Throughout his performing career, Stern collaborated with many superb musicians, including his longtime accompanist, pianist Alexander Zakin; pianist Daniel Barenboim; violist Michael Tree; violinists David Oistrakh, Midori, and Peter Serkin; cellists Pablo Casals, Sharon Robinson, Matt Haimovitz, and Peter Wiley; and jazz clarinetist Benny Goodman and his sextet. He nurtured the careers of other great musicians, including Yo-Yo Ma, Emanuel Ax, Itzhak Perlman, and Pinchas Zukerman.

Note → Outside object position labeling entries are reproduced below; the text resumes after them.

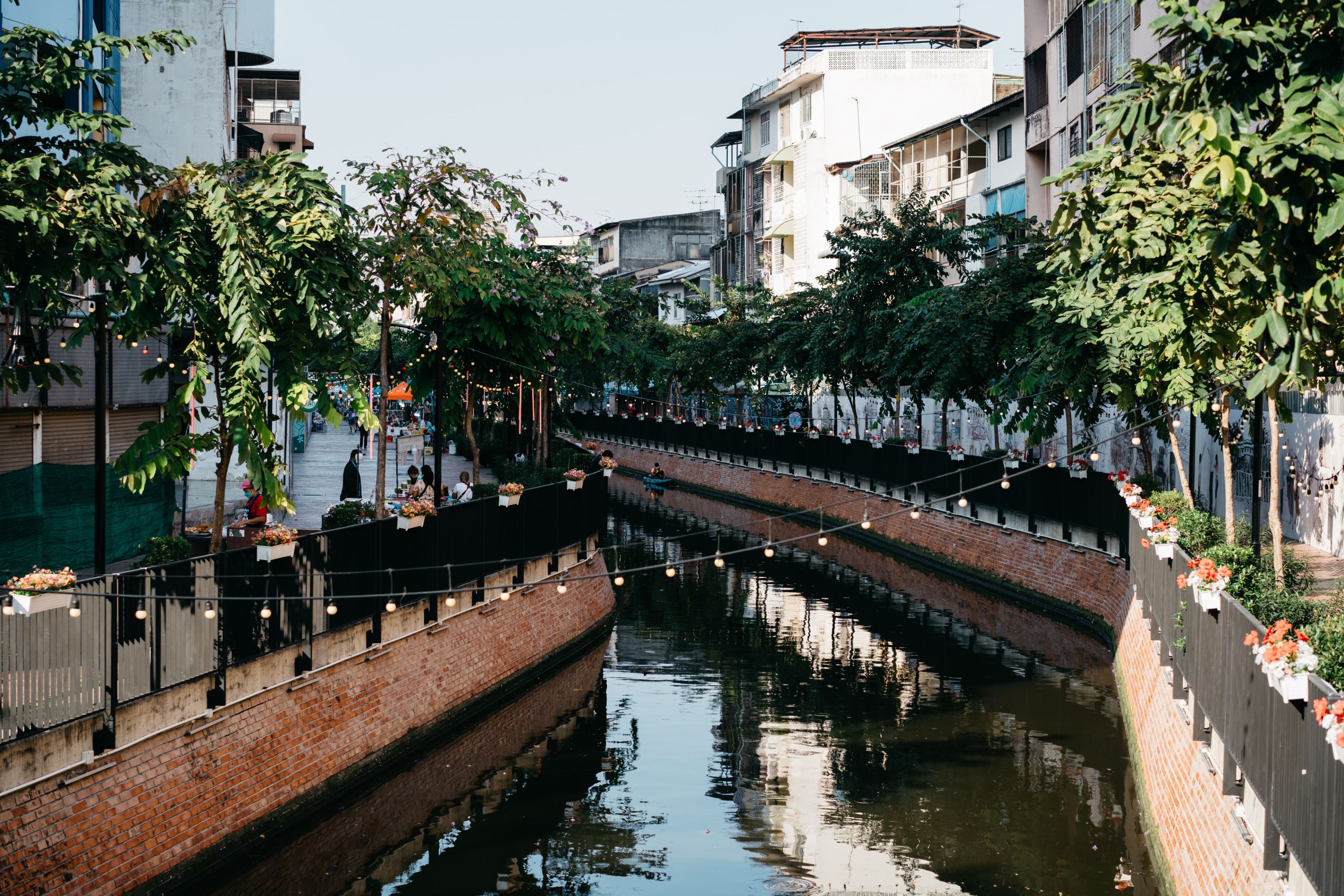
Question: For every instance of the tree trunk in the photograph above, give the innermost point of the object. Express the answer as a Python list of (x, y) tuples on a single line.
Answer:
[(1225, 428), (471, 436), (1069, 429), (381, 480), (1276, 524), (1181, 465), (226, 455)]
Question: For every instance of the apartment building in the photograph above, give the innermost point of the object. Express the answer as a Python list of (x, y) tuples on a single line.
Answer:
[(624, 248), (839, 97), (974, 166)]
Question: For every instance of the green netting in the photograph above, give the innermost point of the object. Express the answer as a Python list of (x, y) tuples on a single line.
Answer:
[(46, 518)]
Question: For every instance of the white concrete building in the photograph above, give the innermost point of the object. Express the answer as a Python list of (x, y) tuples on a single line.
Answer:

Stern signed with the Columbia label in 1945, a relationship he sustained throughout a career that included hundreds of recordings. In 1984, CBS Masterworks named him its first artist laureate. In 1995, Sony Classical celebrated his 50th anniversary with the label by releasing Isaac Stern: A Life in Music, a 44-CD collection of his recordings. His life is chronicled in My First 79 Years, a memoir published two years ago. Murray Lerner's 1980 film From Mozart to Mao, which depicts Stern tutoring and performing in China in 1979, won the 1981 Academy Award for best documentary. Stern is survived by his third wife, Linda Reynolds Stern, three children from a previous marriage (sons Michael and David are both conductors), and five grandchildren.